XML 36 R16.htm IDEA: XBRL DOCUMENT v2.4.0.6
Commitments and Contingencies
12 Months Ended
Dec. 31, 2011
Commitments and Contingencies

10. Commitments and Contingencies

 

In the ordinary course of business, the Company is involved in various legal proceedings, workers’ compensation and product liability disputes. The Company is of the opinion that the ultimate resolution of these matters will not have a material adverse affect on the results of operations, cash flows or the financial position of the Company.

 

As a result of an environmental phase one study performed at the Company’s former facility located in Sarasota, Florida, the Company became aware of soil and groundwater contamination at the site. The Company engaged an environmental engineering consultant to assess the level of contamination and to develop a remediation and monitoring plan for the site. Soil remediation at the site was completed during the year ended December 31, 2010. Ground water remediation at the site is expected to begin during the second quarter of 2013, upon approval of a remedial action plan.
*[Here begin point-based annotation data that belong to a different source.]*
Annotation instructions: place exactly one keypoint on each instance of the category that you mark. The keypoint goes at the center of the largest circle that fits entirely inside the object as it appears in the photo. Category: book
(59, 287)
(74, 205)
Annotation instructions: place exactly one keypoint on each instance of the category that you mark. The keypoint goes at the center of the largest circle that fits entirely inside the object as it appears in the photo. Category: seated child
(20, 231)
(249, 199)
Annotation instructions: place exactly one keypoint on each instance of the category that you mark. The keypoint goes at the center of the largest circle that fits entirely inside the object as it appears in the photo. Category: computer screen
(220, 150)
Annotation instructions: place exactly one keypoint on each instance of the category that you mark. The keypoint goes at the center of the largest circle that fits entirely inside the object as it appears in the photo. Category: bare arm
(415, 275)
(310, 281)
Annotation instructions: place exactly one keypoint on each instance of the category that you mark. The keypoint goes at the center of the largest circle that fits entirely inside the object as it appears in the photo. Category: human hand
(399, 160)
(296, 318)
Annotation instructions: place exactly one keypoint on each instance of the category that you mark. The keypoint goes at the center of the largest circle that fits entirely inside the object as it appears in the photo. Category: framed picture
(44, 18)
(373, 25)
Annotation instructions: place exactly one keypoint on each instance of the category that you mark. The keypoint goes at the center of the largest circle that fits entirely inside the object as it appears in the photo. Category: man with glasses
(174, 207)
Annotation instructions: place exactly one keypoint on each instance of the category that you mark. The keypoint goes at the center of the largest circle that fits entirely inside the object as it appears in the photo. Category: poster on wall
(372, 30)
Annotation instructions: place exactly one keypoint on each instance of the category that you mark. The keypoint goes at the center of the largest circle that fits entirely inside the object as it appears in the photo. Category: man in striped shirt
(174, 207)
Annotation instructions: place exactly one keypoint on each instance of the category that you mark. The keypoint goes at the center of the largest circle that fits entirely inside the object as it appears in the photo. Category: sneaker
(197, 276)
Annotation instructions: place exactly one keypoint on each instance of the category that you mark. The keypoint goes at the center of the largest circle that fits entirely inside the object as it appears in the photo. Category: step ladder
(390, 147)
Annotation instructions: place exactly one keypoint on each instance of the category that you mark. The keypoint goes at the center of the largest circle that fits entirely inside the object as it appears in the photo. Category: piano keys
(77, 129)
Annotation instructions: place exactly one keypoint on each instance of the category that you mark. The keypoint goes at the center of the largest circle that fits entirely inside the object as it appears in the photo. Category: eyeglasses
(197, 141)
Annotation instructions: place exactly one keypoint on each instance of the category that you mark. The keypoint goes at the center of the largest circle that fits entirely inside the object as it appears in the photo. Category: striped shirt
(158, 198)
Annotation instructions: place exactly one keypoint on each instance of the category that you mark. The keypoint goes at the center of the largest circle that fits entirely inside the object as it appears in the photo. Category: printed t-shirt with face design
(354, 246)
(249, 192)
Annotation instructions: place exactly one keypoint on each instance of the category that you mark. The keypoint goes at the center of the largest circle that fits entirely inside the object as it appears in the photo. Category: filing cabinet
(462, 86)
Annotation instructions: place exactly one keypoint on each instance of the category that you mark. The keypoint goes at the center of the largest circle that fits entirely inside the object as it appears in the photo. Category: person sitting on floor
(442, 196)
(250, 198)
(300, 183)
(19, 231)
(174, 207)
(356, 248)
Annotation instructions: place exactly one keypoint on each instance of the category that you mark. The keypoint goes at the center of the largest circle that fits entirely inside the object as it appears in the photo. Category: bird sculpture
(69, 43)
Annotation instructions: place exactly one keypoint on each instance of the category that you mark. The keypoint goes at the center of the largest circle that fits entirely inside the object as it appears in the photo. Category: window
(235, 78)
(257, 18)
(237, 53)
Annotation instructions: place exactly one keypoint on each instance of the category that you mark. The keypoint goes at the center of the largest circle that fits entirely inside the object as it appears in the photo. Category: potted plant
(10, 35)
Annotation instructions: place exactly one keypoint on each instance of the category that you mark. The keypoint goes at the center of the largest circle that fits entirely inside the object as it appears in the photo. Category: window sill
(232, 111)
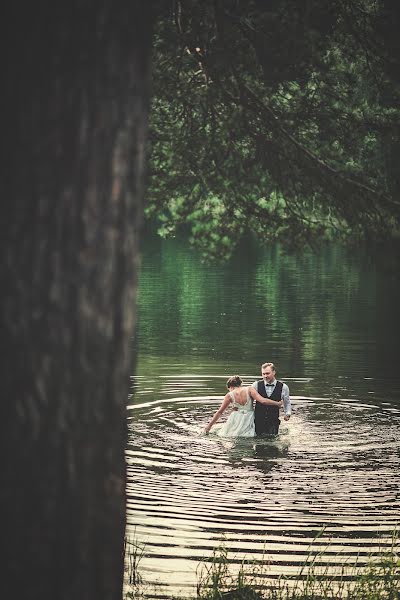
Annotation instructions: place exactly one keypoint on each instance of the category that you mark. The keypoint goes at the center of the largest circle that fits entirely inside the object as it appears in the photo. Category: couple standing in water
(255, 409)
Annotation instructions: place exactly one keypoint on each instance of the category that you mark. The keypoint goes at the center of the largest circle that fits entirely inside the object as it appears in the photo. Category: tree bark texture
(75, 107)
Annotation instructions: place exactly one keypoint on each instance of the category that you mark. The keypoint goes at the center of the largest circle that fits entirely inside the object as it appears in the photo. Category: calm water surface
(330, 322)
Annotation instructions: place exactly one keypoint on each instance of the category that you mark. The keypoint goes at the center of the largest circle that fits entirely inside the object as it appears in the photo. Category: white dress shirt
(269, 388)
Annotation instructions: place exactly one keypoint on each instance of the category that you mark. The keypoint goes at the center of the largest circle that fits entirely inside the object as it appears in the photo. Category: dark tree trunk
(75, 95)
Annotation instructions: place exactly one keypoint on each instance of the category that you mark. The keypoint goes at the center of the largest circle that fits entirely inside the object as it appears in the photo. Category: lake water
(330, 323)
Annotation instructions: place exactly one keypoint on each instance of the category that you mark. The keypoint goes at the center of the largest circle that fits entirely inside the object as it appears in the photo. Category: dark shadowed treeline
(75, 93)
(282, 118)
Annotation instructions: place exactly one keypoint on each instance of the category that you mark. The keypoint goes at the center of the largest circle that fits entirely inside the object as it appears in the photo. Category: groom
(266, 418)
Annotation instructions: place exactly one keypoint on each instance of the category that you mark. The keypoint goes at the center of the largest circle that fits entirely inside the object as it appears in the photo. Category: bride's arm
(225, 403)
(256, 396)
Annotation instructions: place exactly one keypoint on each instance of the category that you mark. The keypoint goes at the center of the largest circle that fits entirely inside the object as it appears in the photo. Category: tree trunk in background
(75, 89)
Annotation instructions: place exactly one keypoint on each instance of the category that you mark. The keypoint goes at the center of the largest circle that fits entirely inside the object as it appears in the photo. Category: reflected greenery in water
(331, 311)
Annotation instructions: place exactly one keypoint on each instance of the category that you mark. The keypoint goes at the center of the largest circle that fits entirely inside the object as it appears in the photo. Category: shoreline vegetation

During the years ended December 31, 2011, 2010 and 2009, the Company recorded environmental remediation expense of $631, $967 and $537, respectively, as a component of selling, general and administrative on the consolidated statements of operations. At December 31, 2011 and 2010, the Company had accrued an undiscounted liability of $1,921 and $1,305, respectively, related to future remediation. The liability is recorded as a component of other long-term liabilities on the consolidated balance sheets. A majority of the costs associated with the recorded liability will be incurred at the start of the groundwater remediation, with the balance relating to monitoring costs to be incurred over a time horizon of multiple years. The recorded liability is based on assumptions of the current site assessment report. In December 2011, the Company sold the Sarasota facility and related property. However, the liability to remediate the site contamination remains the responsibility of the Company. Due to the ongoing site remediation, the closing terms of the sale agreement included a requirement for the Company to maintain a $2,000 letter of credit for the benefit of the buyer.

 

In addition, the Company’s subsidiary, PST, has civil, labor and tributary contingencies for which the outcome is deemed to be of a possible loss by its legal advisors, and, therefore, were not recorded. Such contingencies amount to $13,349 at December 31, 2011.